Householder narrowly won election by his colleagues as House speaker in 2019 and soon released the first draft of a nuclear bailout measure that he said was a high priority.
He rammed the bill through in the House and Senate, using threats and promises to cajole his colleagues to support the measure and over the objections of a broad range of business and environmental groups. Gov. Mike DeWine, a Republican, signed the bill.
But the fight didn’t end when the bill became law. Opponents of the bill announced that they would gather signatures for a referendum to give voters a chance to repeal the law. The dark money group and affiliated groups responded with an aggressive campaign to prevent the opponents from getting the signatures they needed.
This included buying up contracts of national signature gathering firms, essentially paying them to not work in Ohio. It meant getting contact information for individual signature gatherers and sending them text messages offering $2,500 and a plane ticket to quit their jobs. It also meant hiring “blockers,” paid operatives who followed signature-gatherers and tried to persuade the public not to sign.
Meanwhile, Householder’s allies wanted inside information from the referendum campaign, so they paid $15,000 to get an employee of the campaign to divulge secrets, and threatened to burn his house down if he revealed the existence of the payoff. The threat was phrased as if it were a joke, but the threat was clear, the employee told prosecutors.
The push for a ballot measure ended in failure, with organizers saying they were unable to get enough signatures because of all the dirty tricks.
While many of the details in the affidavit were shocking—like Householder using money from the dark money group to pay for repairs to his second home in Florida—it was well-known that Householder was extremely close to FirstEnergy. For example, Ohio media had reported that the company had hosted Householder and his son on the company’s jet to attend President Donald Trump’s inauguration.
“It was no secret that this was the quid pro quo for FirstEnergy helping Householder get the speakership,” said Janine Migden-Ostrander, a principal at the Regulatory Assistance Project who was head of the Office of the Ohio Consumers’ Counsel from 2004 to 2011.
What was a secret was that Householder controlled the dark money groups and the extent to which FirstEnergy was financing the groups, she said.
DeWine said on Thursday that the law should be repealed and replaced in light of the evidence of corruption.
Meanwhile, FirstEnergy has said it did nothing wrong.
“This is a serious and disturbing situation,” said Chuck Jones, FirstEnergy’s CEO, in a conference call with analysts on Friday. “Ethical behavior and upholding the highest standards of conduct are foundational values for the entire FirstEnergy family and me personally.”
The company has said little about the specifics of the allegations. Householder has not commented on the charges since his arrest and his office did not respond to a request for comment.
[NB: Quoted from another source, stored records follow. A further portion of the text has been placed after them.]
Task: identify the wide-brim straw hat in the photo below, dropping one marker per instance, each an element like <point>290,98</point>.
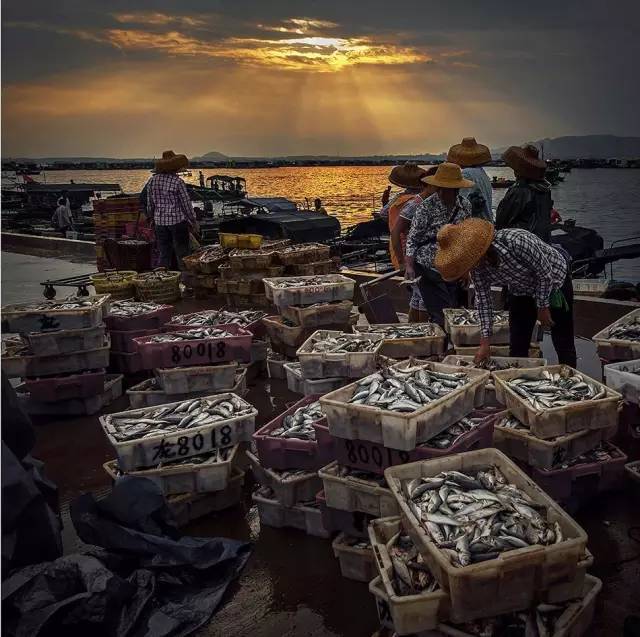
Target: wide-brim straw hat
<point>525,162</point>
<point>409,175</point>
<point>171,162</point>
<point>469,153</point>
<point>448,175</point>
<point>461,246</point>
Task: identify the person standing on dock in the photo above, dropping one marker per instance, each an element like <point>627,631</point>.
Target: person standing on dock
<point>527,204</point>
<point>536,275</point>
<point>173,215</point>
<point>445,206</point>
<point>471,157</point>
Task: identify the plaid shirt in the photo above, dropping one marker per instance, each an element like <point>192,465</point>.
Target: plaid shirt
<point>528,267</point>
<point>428,217</point>
<point>169,200</point>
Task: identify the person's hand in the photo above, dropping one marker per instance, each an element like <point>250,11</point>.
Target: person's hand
<point>544,316</point>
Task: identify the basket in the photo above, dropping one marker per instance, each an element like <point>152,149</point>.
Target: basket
<point>161,286</point>
<point>117,283</point>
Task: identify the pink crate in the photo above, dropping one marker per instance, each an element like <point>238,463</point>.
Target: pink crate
<point>59,388</point>
<point>197,351</point>
<point>374,457</point>
<point>123,341</point>
<point>578,483</point>
<point>354,523</point>
<point>288,453</point>
<point>149,321</point>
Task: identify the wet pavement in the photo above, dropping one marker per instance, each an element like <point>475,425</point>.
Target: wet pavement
<point>292,584</point>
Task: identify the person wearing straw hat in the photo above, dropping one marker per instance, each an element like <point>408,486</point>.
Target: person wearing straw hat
<point>170,204</point>
<point>536,275</point>
<point>442,207</point>
<point>527,204</point>
<point>471,156</point>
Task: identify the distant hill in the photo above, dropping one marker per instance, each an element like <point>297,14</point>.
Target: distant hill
<point>587,147</point>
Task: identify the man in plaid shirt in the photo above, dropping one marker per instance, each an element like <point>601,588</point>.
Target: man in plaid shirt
<point>169,202</point>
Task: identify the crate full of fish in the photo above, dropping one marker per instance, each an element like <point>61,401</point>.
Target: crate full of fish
<point>328,354</point>
<point>185,380</point>
<point>58,388</point>
<point>145,437</point>
<point>207,472</point>
<point>74,313</point>
<point>404,340</point>
<point>574,481</point>
<point>624,378</point>
<point>463,326</point>
<point>515,439</point>
<point>289,441</point>
<point>474,431</point>
<point>112,390</point>
<point>494,540</point>
<point>195,346</point>
<point>557,399</point>
<point>571,618</point>
<point>318,315</point>
<point>408,598</point>
<point>405,404</point>
<point>306,290</point>
<point>354,490</point>
<point>22,362</point>
<point>305,516</point>
<point>620,341</point>
<point>355,557</point>
<point>289,486</point>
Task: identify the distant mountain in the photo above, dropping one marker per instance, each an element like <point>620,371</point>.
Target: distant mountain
<point>586,147</point>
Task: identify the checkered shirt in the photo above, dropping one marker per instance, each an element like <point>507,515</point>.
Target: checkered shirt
<point>528,267</point>
<point>168,198</point>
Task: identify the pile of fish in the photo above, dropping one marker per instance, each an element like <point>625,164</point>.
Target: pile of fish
<point>133,308</point>
<point>405,390</point>
<point>189,335</point>
<point>299,424</point>
<point>411,575</point>
<point>475,517</point>
<point>628,331</point>
<point>554,389</point>
<point>471,317</point>
<point>342,344</point>
<point>402,330</point>
<point>218,317</point>
<point>166,419</point>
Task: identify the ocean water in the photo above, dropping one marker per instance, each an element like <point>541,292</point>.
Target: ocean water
<point>606,200</point>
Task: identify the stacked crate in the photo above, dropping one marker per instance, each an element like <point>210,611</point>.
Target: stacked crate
<point>61,355</point>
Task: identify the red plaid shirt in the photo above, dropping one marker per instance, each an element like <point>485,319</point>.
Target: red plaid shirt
<point>168,198</point>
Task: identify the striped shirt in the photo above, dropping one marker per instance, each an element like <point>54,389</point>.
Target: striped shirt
<point>169,200</point>
<point>527,267</point>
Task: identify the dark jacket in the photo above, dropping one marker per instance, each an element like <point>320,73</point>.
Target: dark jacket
<point>526,205</point>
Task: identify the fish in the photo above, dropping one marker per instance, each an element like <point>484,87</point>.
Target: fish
<point>473,517</point>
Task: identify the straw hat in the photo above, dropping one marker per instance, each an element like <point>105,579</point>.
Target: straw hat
<point>461,246</point>
<point>407,176</point>
<point>448,175</point>
<point>469,153</point>
<point>171,162</point>
<point>525,161</point>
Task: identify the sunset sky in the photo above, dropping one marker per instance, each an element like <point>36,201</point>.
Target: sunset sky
<point>265,77</point>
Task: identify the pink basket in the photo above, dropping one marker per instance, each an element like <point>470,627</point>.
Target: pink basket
<point>198,351</point>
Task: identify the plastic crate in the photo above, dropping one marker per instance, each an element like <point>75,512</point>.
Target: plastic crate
<point>515,579</point>
<point>355,563</point>
<point>146,452</point>
<point>356,494</point>
<point>588,414</point>
<point>235,347</point>
<point>287,492</point>
<point>403,430</point>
Both the Illinois and Ohio investigations are ongoing.
A Wake-Up Call?
Analysts and advocates are hopeful that the scandals will serve as a wakeup call for the public about the deep flaws in the ways utilities influence the political system.
Hill, the Ohio State economist, said he hopes the scandals lead to fair competition and lower costs for consumers. He is wary of the possibility that environmental groups may respond by saying that Ohio should provide large subsidies for renewable energy, which he thinks would be taking the wrong lesson from what has happened.
“Green energy wins in competitive markets,” he said, citing the low prices of wind and solar power.
Another part of learning from the scandals is to recognize that some of the harmful activity is legal and shouldn’t be, like utilities’ ability to influence policy through untraceable donations to dark money groups, said Pomerantz of the Energy and Policy Institute.
“The line between what is legal corruption and illegal corruption in this country is incredibly fuzzy and porous,” he said.